One wider conceptual comment.

Starting with v6.15 it is possible to retrieve exit information from
pidfds even after the task has been reaped. So if someone opens a pidfd
via pidfd_open() and that task gets reaped by the parent it is possible
to call PIDFD_INFO_EXIT and you can retrieve the exit status and the
cgroupid of the task that was reaped. That works even after all task
linkage has been removed from struct pid.

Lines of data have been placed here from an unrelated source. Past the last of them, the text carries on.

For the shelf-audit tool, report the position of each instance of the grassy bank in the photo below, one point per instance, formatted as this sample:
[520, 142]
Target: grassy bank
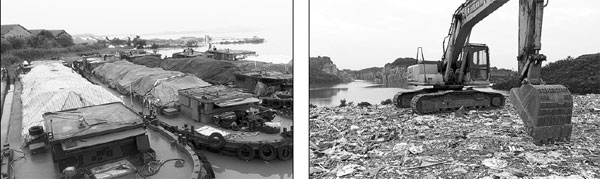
[17, 56]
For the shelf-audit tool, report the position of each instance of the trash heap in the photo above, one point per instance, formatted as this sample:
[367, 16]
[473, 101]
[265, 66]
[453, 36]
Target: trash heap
[210, 70]
[386, 142]
[50, 86]
[155, 83]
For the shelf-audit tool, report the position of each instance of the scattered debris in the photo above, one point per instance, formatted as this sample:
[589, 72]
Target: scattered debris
[387, 142]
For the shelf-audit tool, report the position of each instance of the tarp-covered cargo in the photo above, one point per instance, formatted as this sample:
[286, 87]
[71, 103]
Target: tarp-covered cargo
[210, 70]
[155, 83]
[50, 86]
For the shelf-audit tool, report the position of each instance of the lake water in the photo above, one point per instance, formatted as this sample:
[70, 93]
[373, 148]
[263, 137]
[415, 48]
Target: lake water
[361, 91]
[276, 49]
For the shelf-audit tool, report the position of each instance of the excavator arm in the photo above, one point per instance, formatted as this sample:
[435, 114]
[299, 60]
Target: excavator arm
[464, 19]
[546, 110]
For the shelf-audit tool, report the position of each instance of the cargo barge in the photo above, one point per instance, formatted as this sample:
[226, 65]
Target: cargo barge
[273, 88]
[136, 53]
[205, 115]
[188, 53]
[228, 54]
[85, 139]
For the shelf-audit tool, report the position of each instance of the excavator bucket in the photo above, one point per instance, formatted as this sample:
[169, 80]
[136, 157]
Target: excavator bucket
[546, 111]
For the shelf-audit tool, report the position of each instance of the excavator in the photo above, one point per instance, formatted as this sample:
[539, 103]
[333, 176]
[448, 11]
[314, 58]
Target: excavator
[545, 110]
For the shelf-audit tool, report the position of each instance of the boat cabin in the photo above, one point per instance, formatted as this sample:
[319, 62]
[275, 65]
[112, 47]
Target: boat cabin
[96, 135]
[201, 104]
[227, 54]
[264, 82]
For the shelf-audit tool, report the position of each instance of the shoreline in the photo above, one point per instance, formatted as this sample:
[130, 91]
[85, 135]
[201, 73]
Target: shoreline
[389, 142]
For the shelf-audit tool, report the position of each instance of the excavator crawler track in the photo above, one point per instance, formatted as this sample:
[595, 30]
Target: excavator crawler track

The system call api doesn't allow the creation of pidfds for reaped
processes. It wouldn't be possible as the pid number will have already
been released.

Both SO_PEERPIDFD and SO_PASSPIDFD also don't allow the creation of
pidfds for already reaped peers or senders.

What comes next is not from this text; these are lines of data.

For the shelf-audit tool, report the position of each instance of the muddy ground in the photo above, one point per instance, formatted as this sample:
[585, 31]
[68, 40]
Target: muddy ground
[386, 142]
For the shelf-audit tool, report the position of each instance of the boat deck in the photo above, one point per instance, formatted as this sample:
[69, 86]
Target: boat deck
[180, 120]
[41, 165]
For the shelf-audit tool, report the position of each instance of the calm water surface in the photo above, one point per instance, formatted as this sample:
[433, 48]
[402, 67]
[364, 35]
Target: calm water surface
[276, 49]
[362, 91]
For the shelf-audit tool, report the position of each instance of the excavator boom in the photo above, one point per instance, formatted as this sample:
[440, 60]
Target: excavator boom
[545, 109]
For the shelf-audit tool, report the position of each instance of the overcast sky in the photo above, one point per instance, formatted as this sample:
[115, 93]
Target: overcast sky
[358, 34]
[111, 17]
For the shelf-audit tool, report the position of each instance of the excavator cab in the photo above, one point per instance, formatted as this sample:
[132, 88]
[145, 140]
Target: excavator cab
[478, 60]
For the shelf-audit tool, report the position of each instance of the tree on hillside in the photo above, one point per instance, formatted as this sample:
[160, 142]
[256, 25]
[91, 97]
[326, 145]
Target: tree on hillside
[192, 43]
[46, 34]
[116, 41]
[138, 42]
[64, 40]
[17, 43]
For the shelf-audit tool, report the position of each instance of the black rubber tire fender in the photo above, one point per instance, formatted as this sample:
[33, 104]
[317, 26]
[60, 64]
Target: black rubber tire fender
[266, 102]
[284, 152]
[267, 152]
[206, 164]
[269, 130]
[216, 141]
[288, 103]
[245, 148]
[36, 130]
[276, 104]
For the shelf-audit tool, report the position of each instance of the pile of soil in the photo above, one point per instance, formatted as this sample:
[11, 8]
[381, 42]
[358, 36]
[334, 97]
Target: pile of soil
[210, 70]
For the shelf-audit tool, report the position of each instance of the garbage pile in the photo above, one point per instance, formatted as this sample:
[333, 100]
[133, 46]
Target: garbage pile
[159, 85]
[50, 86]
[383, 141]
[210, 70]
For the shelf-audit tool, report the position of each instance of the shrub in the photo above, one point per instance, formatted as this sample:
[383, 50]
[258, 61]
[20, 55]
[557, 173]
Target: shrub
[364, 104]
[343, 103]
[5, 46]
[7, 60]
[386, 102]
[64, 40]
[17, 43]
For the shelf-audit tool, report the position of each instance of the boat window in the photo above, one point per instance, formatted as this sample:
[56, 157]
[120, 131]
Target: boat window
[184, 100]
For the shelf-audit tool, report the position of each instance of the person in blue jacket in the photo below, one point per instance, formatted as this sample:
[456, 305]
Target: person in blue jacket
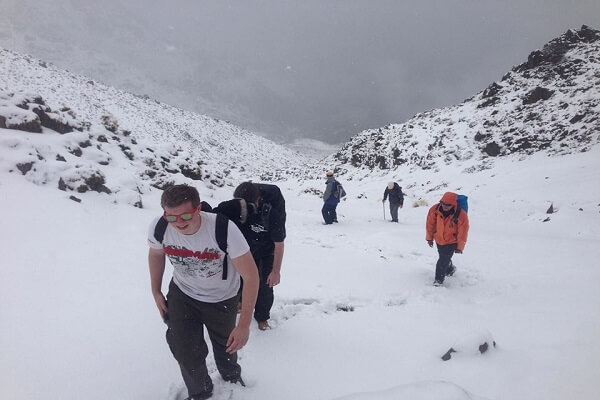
[330, 199]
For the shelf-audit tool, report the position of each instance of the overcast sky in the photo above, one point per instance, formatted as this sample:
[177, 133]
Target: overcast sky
[305, 68]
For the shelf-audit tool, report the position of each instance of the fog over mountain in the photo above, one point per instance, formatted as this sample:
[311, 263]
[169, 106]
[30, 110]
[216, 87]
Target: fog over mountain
[310, 69]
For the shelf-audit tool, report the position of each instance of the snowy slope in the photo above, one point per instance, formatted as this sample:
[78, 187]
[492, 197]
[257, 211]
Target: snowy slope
[549, 103]
[356, 316]
[127, 142]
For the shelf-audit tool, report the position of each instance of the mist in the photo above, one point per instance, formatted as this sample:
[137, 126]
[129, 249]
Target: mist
[323, 70]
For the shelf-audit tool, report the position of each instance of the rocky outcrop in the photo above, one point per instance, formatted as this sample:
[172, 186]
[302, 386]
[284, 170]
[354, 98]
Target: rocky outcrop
[548, 104]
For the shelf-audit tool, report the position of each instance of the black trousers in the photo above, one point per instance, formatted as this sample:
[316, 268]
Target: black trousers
[444, 263]
[186, 319]
[265, 298]
[394, 211]
[329, 213]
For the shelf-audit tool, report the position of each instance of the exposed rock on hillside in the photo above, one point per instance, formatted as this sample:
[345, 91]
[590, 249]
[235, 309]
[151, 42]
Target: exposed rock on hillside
[79, 135]
[550, 103]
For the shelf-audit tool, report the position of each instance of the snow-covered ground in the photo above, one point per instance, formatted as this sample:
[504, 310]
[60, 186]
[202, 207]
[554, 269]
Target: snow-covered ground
[356, 316]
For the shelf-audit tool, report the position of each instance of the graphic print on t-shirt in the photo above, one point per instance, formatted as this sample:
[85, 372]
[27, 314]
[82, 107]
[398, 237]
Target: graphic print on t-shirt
[201, 264]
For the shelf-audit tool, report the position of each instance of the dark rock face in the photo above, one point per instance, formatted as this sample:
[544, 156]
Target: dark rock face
[492, 149]
[537, 94]
[548, 104]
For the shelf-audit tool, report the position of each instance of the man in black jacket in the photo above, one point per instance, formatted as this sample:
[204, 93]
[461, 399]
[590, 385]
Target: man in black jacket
[396, 199]
[259, 211]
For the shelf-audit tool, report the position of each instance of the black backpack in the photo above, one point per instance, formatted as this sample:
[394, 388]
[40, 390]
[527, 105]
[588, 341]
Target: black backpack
[220, 233]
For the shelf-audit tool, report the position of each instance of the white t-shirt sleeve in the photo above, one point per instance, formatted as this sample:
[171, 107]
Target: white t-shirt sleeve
[152, 242]
[236, 243]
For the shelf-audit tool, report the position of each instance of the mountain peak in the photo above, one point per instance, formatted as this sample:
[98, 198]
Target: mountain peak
[548, 104]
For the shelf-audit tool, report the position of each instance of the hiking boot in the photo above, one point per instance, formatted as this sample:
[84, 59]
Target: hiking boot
[451, 270]
[200, 396]
[263, 325]
[237, 380]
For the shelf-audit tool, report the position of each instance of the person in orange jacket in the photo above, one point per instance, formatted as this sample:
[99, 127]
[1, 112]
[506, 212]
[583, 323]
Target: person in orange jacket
[448, 225]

But that doesn't have to be the case since we always have the struct pid
available. So it's entirely possible to hand out a pidfd to a reaped
process if it's guaranteed that exit information is available. If it's
not then this would be a bug.

The trick is that when a struct pid is stashed it needs to also allocate
a pidfd inode. That could simply be done by a helper get_pidfs_pid()
which takes a reference to the struct pid and ensures that space for
recording exit information is available.

With that done SO_PEERCGROUPID isn't needed per se as it will be
possible to get the cgroupid and exit status from the pidfd.